We have a study of people who have been enrolled to a study at different time points and from different age groups. They have been followed up for two decades and during this time they have developed 1-5 diseases. The diseases are developing at different time points. Here is the code for an example data in SAS:
proc format;
value agegrp
30-39 = '30-39'
40-49 = '40-49'
50-59 = '50-59'
60-69 = '60-69'
70-79 = '70-79'
;
invalue agegrp
'30-39' = 30
'40-49' = 40
'50-59' = 50
'60-69' = 60
'70-79' = 70
;
run;
* generate some sample data;
%macro RandBetween(min, max);
(&min + floor((1+&max-&min)*rand("uniform")))
%mend;
data have;
call streaminit(123);
do id = 1 to 10000;
enrolled = '01jan2000'd + (1 + floor((1+3650-1)*rand("uniform")));
age = 30 + %RandBetween(0, 49);
flag1 = rand('uniform') < 0.25;
date1 = enrolled + %RandBetween(0, 2500);
flag2 = rand('uniform') < 0.25;
date2 = date1 + %RandBetween(0,2500);
flag3 = rand('uniform') < 0.25;
date3 = date2 + %RandBetween(0,2500);
flag4 = rand('uniform') < 0.25;
date4 = date3 + %RandBetween(0,2500);
flag5 = rand('uniform') < 0.25;
date5 = date4 + %RandBetween(0,2500);
output;
end;
format enrolled date: yymmdd10. flag: 1.;
run;
I have summarized the proportion of people with different combinations of disease for their age at the baseline.
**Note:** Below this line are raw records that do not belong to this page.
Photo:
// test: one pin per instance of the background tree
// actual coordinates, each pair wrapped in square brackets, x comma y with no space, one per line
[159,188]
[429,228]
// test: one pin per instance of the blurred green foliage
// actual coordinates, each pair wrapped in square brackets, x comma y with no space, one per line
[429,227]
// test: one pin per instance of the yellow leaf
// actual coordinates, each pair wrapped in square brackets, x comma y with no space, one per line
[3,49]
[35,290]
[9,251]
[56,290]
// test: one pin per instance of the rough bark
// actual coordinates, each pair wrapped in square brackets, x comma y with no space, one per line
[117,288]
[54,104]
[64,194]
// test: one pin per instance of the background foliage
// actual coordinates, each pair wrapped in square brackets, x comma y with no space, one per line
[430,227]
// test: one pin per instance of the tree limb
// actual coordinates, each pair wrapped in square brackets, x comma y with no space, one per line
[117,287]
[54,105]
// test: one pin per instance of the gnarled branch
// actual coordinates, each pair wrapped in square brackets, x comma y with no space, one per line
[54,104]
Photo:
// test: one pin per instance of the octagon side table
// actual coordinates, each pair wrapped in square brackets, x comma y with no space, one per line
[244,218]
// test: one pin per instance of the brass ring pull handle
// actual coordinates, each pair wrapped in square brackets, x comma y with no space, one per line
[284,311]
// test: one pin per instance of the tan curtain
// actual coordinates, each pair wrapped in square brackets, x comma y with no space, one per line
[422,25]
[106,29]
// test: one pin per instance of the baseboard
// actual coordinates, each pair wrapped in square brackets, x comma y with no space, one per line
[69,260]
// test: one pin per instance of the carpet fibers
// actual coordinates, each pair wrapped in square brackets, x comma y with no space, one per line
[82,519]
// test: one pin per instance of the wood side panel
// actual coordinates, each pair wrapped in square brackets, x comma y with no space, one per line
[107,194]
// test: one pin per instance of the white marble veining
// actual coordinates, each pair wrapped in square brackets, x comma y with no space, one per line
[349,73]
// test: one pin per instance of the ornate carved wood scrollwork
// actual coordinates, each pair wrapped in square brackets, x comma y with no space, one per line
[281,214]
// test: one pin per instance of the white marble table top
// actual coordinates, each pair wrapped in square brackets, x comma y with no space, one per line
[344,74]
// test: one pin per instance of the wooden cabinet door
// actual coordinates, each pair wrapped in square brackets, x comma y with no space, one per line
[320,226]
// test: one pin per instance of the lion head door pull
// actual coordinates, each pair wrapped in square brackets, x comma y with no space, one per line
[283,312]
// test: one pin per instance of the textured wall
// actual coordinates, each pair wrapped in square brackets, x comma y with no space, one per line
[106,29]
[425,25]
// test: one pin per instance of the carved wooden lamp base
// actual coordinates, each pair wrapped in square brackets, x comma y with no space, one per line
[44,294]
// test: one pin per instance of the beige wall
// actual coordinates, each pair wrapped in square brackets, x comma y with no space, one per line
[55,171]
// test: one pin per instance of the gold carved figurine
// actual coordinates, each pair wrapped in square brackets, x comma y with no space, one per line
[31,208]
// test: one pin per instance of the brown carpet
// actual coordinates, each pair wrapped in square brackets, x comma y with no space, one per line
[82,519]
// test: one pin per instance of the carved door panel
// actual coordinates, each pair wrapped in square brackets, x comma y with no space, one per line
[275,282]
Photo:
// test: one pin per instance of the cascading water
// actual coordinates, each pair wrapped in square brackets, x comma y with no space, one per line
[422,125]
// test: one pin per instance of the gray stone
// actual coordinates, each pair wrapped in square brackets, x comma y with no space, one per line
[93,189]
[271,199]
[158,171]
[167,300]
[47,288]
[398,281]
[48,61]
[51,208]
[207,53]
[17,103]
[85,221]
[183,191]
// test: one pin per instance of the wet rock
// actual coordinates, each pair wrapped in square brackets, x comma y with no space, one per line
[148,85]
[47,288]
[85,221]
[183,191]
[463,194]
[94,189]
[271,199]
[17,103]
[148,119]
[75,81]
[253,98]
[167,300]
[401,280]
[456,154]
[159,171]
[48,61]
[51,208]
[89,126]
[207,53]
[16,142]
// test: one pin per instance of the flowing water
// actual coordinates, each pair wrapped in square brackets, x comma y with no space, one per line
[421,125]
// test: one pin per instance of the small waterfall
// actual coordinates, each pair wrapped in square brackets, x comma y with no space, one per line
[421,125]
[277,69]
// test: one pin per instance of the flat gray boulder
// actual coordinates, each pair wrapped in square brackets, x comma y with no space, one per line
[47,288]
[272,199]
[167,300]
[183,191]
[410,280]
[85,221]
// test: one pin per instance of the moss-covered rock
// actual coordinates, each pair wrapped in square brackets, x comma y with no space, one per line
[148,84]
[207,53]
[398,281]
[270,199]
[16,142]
But now I want to find the number of people having different combinations of diseases at each age group. e.g.to count the number of people who at the age of 40-49 years had disease1+disease2, etc. And the proportion would be the proportion they represent of all individuals while at that age.
The output should look as follows:
Disease combination 30-39 40-49 50-59 60-69 70-79
------------------------------------------------------------------
Combinations of length 2 xx% yy% ...
flag1+flag2
flag2+flag3
...
length 3
length 4
length 5
Do you have any thoughts how could one do this?